Outcome studies are new in the field and the methodologies and tools for them are just being developed, so it is difficult to quantify the importance of visual rehabilitation. But studies so far have shown definite improvement in easily measurable parameters like reading speed and in patients’ assessment of their quality of life. We look forward to developing a robust literature that confirms these findings and more.

The anecdotal evidence, however, for the effectiveness of comprehensive visual rehabilitation is overwhelming. Our patients in Michigan have described our program as “a light in the darkness;” and they have described our occupational therapists as needing larger doorways so their angel wings will fit through; and my personal favorite, as “better than Prozac.”

As all of us continue our dedication to saving eyes and saving lives, both here at Pfizer, in our medical practice s, and in the field of visual rehabilitation, blind services, and advocacy, I am excited about the tremendous opportunities we have to make a difference in so many more lives if we continue to listen to one another across our disciplinary divides.

Those of us who are scientists, researchers, or physicians here today must become informed about visual rehabilitation so that we can take this awareness back to our family, friends, and communities – or, in the case of doctors, so that we can communicate with patients who experience vision loss effectively and refer them to visual rehabilitation programs. I am happy to say that the American Academy of Ophthalmology is stepping up to the plate on this one, and I am confident that, in the next several years, you will see a vast improvement in rates of ophthalmologists’ referrals for visual rehabilitation.

Those who have been blind for years or who have traditionally worked with blind or visually impaired children or younger adults can make a tremendous difference by increasing your outreach to seniors, by understanding their experience of loss, and by offering them membership in the larger community of those who are blind and visually impaired, with a new non-sightist way to see blindness and vision loss.

Those who are younger must become aware of our subtle assumptions about the experience of being older. One of the great surprises of aging is that you feel like exactly the same person you did at 12 or 25.We must come to consider loss of vision in later life as seriously as we would consider it if it occurred at a younger age.

Finally, those of us who are sighted have a responsibility to become aware of the ways in which we harbor assumptions or prejudices about blindness and visual impairment.
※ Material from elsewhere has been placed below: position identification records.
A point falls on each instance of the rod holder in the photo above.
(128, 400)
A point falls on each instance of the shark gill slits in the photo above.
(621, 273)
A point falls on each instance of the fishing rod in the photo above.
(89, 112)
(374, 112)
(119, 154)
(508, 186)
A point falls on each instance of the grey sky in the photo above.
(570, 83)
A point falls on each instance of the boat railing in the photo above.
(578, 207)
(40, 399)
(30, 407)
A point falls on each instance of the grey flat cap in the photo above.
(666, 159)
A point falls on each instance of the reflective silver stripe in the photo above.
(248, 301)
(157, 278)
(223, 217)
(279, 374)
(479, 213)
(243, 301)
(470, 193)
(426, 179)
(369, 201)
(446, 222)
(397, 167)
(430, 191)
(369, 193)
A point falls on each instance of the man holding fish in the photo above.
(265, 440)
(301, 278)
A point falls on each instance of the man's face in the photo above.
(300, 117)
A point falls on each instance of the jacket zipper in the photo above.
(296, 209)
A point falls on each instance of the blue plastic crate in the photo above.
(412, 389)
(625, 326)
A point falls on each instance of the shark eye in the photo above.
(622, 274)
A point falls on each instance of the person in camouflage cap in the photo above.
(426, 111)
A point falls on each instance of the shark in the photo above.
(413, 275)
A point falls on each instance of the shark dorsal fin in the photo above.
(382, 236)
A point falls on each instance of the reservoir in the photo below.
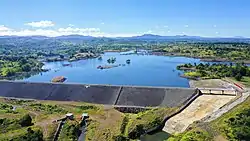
(143, 70)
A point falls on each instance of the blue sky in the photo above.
(209, 18)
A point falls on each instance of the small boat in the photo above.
(58, 79)
(128, 61)
(66, 65)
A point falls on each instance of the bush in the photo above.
(120, 138)
(30, 135)
(25, 121)
(238, 127)
(238, 77)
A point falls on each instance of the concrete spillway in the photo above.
(99, 94)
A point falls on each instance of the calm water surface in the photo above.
(144, 70)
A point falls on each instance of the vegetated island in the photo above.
(209, 52)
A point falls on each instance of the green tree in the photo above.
(26, 120)
(238, 77)
(26, 68)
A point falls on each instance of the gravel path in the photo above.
(226, 108)
(200, 108)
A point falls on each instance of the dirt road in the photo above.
(197, 110)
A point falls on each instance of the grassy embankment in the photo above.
(105, 123)
(233, 125)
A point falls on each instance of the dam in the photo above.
(98, 94)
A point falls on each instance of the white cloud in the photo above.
(70, 29)
(95, 32)
(4, 28)
(41, 24)
(149, 32)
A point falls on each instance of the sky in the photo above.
(125, 18)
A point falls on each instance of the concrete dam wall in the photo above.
(99, 94)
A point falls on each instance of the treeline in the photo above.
(28, 134)
(215, 70)
(13, 65)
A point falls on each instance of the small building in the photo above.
(70, 116)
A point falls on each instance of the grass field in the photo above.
(104, 123)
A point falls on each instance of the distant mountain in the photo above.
(75, 37)
(142, 38)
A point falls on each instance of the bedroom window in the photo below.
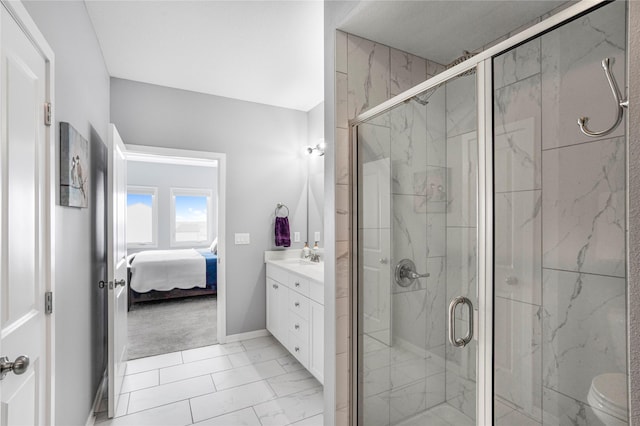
(191, 216)
(142, 216)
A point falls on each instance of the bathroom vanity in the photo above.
(295, 308)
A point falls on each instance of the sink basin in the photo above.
(302, 262)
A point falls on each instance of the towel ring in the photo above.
(621, 104)
(281, 206)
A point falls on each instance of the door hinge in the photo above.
(48, 302)
(47, 114)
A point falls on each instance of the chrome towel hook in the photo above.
(622, 104)
(282, 206)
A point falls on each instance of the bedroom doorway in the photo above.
(176, 246)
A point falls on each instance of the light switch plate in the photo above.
(242, 239)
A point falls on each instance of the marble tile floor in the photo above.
(440, 415)
(251, 382)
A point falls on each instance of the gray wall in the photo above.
(633, 241)
(82, 99)
(315, 169)
(265, 165)
(167, 176)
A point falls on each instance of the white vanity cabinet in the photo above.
(277, 300)
(295, 314)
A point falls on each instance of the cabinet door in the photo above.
(272, 306)
(282, 314)
(316, 355)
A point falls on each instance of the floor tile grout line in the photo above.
(172, 402)
(191, 412)
(151, 408)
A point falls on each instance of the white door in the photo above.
(25, 261)
(376, 218)
(117, 266)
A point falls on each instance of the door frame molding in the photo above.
(17, 10)
(201, 157)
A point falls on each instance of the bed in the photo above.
(167, 274)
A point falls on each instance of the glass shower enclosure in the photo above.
(490, 278)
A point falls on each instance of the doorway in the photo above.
(175, 208)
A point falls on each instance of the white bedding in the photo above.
(168, 269)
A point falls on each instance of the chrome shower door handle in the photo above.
(460, 342)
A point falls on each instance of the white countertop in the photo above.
(291, 261)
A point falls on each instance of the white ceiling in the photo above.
(271, 52)
(440, 30)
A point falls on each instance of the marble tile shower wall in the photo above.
(367, 74)
(560, 221)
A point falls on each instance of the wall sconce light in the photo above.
(318, 149)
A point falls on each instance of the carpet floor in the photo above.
(161, 327)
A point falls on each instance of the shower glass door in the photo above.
(417, 239)
(559, 203)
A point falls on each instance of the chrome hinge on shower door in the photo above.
(47, 114)
(48, 302)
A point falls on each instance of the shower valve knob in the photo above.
(511, 280)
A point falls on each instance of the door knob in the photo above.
(19, 366)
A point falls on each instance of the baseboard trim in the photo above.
(248, 335)
(91, 419)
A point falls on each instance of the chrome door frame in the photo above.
(484, 87)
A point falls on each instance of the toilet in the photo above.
(608, 391)
(608, 395)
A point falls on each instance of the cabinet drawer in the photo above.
(316, 291)
(299, 284)
(299, 305)
(298, 326)
(277, 274)
(299, 349)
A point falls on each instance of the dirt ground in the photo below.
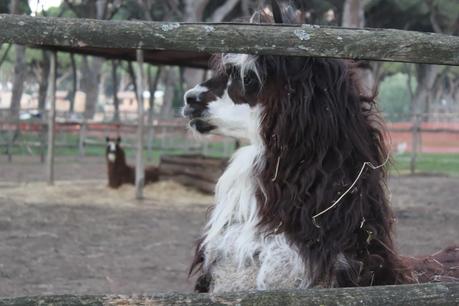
(81, 237)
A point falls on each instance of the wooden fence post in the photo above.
(418, 294)
(51, 120)
(139, 165)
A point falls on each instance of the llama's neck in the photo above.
(235, 194)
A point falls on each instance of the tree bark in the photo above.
(116, 102)
(419, 294)
(139, 165)
(426, 75)
(170, 80)
(5, 54)
(294, 40)
(152, 86)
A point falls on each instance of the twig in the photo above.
(369, 164)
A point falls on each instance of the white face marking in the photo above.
(111, 157)
(234, 120)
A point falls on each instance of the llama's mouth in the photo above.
(111, 157)
(201, 125)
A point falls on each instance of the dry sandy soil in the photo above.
(81, 237)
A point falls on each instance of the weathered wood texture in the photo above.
(302, 40)
(421, 294)
(195, 171)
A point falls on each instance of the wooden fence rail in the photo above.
(443, 294)
(299, 40)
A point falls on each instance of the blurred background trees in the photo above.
(404, 89)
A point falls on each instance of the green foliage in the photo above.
(394, 97)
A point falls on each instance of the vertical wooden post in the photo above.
(81, 140)
(51, 120)
(415, 137)
(42, 137)
(139, 168)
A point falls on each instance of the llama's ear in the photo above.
(277, 14)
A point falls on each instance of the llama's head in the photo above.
(113, 148)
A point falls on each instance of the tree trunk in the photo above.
(5, 54)
(116, 102)
(171, 79)
(74, 84)
(426, 75)
(353, 14)
(18, 81)
(42, 92)
(152, 86)
(353, 17)
(89, 83)
(418, 294)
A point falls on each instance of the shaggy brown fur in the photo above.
(318, 131)
(119, 172)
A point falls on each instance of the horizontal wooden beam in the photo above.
(419, 294)
(298, 40)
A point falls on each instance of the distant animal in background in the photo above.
(119, 172)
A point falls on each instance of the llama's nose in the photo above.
(192, 97)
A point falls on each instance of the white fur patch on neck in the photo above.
(235, 120)
(237, 254)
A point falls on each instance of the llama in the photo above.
(119, 172)
(304, 204)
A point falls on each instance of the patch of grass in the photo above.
(439, 163)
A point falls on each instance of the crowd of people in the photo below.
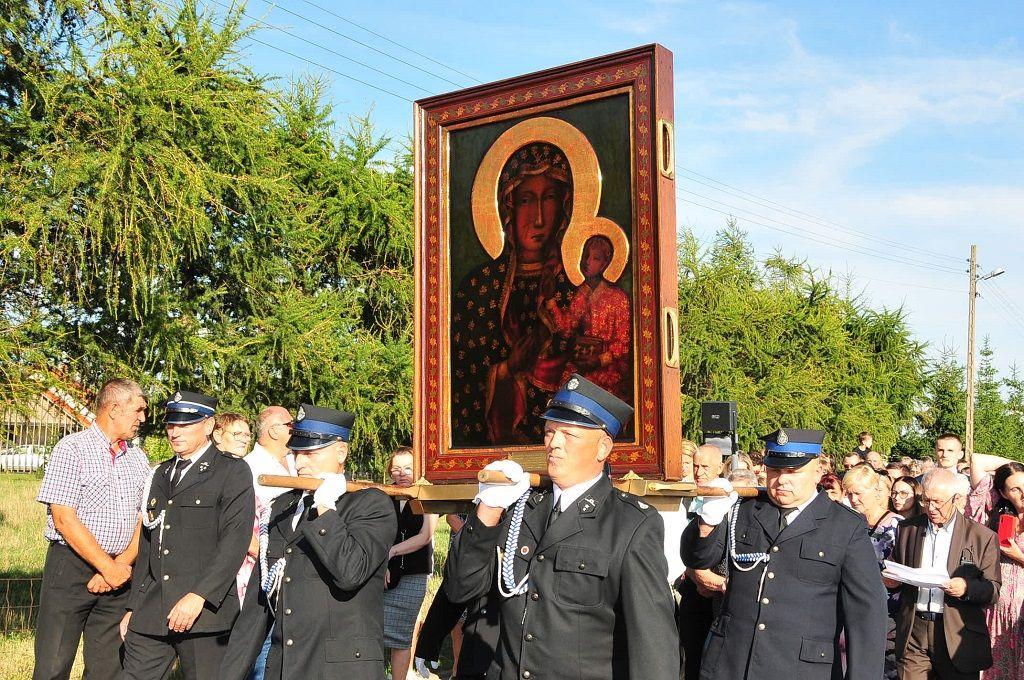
(198, 561)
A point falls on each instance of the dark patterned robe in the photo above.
(495, 311)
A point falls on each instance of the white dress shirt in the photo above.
(935, 554)
(675, 522)
(792, 517)
(566, 497)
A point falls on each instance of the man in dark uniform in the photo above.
(327, 555)
(580, 567)
(198, 522)
(801, 570)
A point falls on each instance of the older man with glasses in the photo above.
(941, 632)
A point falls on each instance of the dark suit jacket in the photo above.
(207, 526)
(598, 605)
(974, 555)
(330, 606)
(781, 622)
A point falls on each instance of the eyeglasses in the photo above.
(932, 503)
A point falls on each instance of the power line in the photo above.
(809, 238)
(906, 283)
(315, 44)
(397, 44)
(326, 68)
(805, 215)
(863, 250)
(359, 42)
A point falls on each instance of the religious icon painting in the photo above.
(546, 246)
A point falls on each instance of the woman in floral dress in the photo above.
(867, 493)
(997, 489)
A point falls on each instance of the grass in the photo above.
(22, 523)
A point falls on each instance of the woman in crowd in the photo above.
(410, 564)
(231, 434)
(997, 490)
(903, 499)
(867, 492)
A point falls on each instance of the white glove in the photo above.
(422, 669)
(502, 496)
(333, 487)
(716, 508)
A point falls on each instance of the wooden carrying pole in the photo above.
(662, 487)
(312, 483)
We must work to change those attitudes in ourselves and others. I know that accepting blindness as a valid, vibrant way to live in the world seems counterintuitive when you spend your professional life fighting vision loss, but it’s not. We live in a sighted culture. So long as that is true, then having sight makes functional living easier and enjoying the pleasures that sight has to offer enriches life.

But while there are many ways to be fully human and to experience an enriching life – as sighted people, we will never experience the enrichments that blindness may itself have to offer. So long as we fear blindness and reject it, so long as we believe in some way that blindness is lesser than as a way of being, not simply a more difficult way, then we are part of the problem. We are part of what makes vision loss itself so difficult.

We can work to save sight and work to help those who lose vision to continue to thrive by expanding their skills and making the society more accessible, and at the same time we can celebrate the richness of being human in every form. If we do this, we will truly be part of the solution, on all fronts.